In other words, “console sharing and offline play” is more or less to the PS5 what “primary PS4” was to the PS4. And yes, one account can have both a primary PS4 and a primary PS5 active at the same time.
On the PS4, you could assign and unassign a primary console as often as you liked, so long as you performed the function on the console, rather than, say, from a browser. (If needed, you can deactivate primary consoles remotely via Sony’s website.) Since my government failed to act either reactively or proactively in order to contain the world-upending covid-19 pandemic, I’m stuck in my apartment from now until the end of forever. As such, I haven’t been able to test what it’s like to bounce your account between various PS5 consoles—and, specifically, if there are any limits as to how frequently you can turn this setting on or off.
For what it’s worth, the system hasn’t warned me about any. (On Xbox consoles, you can switch the similar “Home Xbox” feature just five times per one-year period.
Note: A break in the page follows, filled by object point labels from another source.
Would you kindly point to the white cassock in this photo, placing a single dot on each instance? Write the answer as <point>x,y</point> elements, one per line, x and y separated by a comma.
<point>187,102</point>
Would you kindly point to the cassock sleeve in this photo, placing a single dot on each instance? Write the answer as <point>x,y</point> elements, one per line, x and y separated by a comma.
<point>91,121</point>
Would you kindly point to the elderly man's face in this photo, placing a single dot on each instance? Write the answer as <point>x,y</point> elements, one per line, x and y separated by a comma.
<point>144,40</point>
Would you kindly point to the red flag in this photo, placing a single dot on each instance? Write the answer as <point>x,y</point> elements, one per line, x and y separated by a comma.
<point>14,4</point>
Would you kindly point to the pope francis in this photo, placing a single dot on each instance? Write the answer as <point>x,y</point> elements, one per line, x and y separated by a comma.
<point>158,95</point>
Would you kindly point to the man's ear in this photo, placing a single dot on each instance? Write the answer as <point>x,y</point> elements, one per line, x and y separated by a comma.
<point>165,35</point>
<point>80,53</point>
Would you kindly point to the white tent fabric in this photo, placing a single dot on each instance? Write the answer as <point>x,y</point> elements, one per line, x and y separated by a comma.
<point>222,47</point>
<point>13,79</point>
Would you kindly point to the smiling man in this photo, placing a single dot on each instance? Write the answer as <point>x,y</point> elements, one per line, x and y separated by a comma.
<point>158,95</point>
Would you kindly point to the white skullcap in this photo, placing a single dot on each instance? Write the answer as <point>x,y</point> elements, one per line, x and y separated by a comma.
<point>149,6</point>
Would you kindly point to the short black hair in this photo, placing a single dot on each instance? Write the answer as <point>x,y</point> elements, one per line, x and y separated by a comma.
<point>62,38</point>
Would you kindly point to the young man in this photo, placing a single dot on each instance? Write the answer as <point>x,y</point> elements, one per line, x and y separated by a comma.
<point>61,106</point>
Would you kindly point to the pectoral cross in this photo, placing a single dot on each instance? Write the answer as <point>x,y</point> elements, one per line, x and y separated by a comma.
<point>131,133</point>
The console will tell you how many switches are remaining in your year.) I’ve had no trouble enabling or disabling console sharing on my PS5. (Kotaku reached out to Sony for further info.)
There also seems to be a limit on PlayStation Now, Sony’s games-on-demand service. Even with console sharing activated for both of our accounts, my roommate, who is not signed up for the service, was unable to make use of my subscription. Whenever he tabbed over to the PS Now menu in the game library, he was prompted to subscribe before streaming any games.
Beyond that, activating console sharing has no apparent drawbacks. For those in a shared living situation—whether that’s with family, friends, or trustworthy randos—flicking the setting on is an effective way to share games on one console between all users. Or, if you have the $500 disc-drive edition, you could just pop in the disc. That still works, same as it ever has.